ERROR: Could not find a version that satisfies the requirement my-library (unavailable) (from versions: none)
ERROR: No matching distribution found for my-library (unavailable)
Traceback (most recent call last):
  File "/home/hrafn/Documents/dev/python/my-library/scraper/setup.py", line 5, in <module>
    setup(
  File "/home/hrafn/.local/lib/python3.10/site-packages/setuptools/__init__.py", line 108, in setup
    return distutils.core.setup(**attrs)
  File "/home/hrafn/.local/lib/python3.10/site-packages/setuptools/_distutils/core.py", line 185, in setup
    return run_commands(dist)
  File "/home/hrafn/.local/lib/python3.10/site-packages/setuptools/_distutils/core.py", line 201, in run_commands
    dist.run_commands()
  File "/home/hrafn/.local/lib/python3.10/site-packages/setuptools/_distutils/dist.py", line 969, in run_commands
    self.run_command(cmd)
  File "/home/hrafn/.local/lib/python3.10/site-packages/setuptools/dist.py", line 1221, in run_command
    super().run_command(command)
  File "/home/hrafn/.local/lib/python3.10/site-packages/setuptools/_distutils/dist.py", line 988, in run_command
    cmd_obj.run()
  File "/home/hrafn/.local/lib/python3.10/site-packages/uberegg.py", line 35, in run
    self._install(self.requirements, self.bdist_dir)
  File "/home/hrafn/.local/lib/python3.10/site-packages/uberegg.py", line 45, in _install
    return subprocess.check_call(
  File "/usr/lib/python3.10/subprocess.py", line 369, in check_call
    raise CalledProcessError(retcode, cmd)
subprocess.CalledProcessError: Command '['/usr/bin/python3', '-m', 'pip', 'install', '-U', '-t', 'build/bdist.linux-x86_64/egg', '-r', 'requirements.txt']' returned non-zero exit status 1.

The requirements.txt file for the scraper references the library dependency as follows (again the reference is replaced with 'my-library'):

my-library @ git+ssh://git@github.com/hrafnthor/my-library.git@0.0.2

If I am understanding the error correctly then the issue seems to relate to the library dependency not having a version associated with it when the scraper project is built.

It is not immediatly clear to me why this would be. Any potential help in resolving this would be greatly appreciated.

System and env information

scrapy: 2.8.0 scrapyd: 1.4.1 python: 3.10.6 pip: 23.0.1

hrafnthor commented 1 year ago

I looked further into this, and started by looking at what this uberegg library is doing.

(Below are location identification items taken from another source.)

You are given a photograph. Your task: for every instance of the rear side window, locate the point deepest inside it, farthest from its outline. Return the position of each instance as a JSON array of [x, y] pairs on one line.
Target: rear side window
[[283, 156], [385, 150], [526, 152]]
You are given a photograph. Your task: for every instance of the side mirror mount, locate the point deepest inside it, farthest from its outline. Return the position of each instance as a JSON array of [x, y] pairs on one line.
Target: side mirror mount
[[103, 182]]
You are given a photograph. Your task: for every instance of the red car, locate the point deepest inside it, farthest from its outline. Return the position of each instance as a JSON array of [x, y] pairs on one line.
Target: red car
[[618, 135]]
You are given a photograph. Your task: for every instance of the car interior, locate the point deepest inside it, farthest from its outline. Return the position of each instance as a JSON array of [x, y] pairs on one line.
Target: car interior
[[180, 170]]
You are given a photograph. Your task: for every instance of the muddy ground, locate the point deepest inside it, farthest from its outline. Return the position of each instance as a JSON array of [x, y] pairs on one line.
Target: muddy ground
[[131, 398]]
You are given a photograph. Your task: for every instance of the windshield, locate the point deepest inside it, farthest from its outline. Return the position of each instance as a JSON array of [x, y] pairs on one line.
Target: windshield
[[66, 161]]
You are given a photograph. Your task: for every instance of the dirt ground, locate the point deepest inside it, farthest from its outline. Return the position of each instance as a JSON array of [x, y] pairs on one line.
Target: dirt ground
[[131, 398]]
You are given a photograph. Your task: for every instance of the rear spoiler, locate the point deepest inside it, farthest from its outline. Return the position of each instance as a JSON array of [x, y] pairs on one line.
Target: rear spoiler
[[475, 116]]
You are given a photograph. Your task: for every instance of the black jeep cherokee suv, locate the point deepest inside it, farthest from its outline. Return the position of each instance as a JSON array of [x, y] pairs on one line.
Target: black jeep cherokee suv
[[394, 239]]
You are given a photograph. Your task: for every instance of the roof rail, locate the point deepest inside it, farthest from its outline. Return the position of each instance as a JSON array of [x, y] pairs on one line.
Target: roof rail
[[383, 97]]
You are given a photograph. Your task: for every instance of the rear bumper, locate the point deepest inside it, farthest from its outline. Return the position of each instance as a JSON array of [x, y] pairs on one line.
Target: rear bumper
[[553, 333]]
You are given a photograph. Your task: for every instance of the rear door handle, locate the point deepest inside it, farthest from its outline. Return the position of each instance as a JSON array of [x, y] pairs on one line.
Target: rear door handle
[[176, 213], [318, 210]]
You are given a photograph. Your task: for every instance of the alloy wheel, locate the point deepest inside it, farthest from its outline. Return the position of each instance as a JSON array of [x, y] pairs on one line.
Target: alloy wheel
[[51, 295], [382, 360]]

I'm not sure why this exactly is a dependency of scrapyd, as it just seems to wrap ontop of setuptools does some file content iterations and logging.

Anyway, the issue arrises from line 45 in the uberegg.py script which is invoking subprocess.check_call() which raises the error.

Strangely though there is no such issue raised if the offending command referenced in the stacktrace python3 -m pip install -U -t build/bdist.linux-x86_64/egg -r requirements.txt is called directly.

So from all this it would seem the issue isn't directly related to scrapyd. Unless it is related to the continued use of eggs (I thought those were deprecated more than a decade ago?).

jpmckinney commented 1 year ago

Eggs are not deprecated. Scrapyd's API receives Scrapy projects as eggs.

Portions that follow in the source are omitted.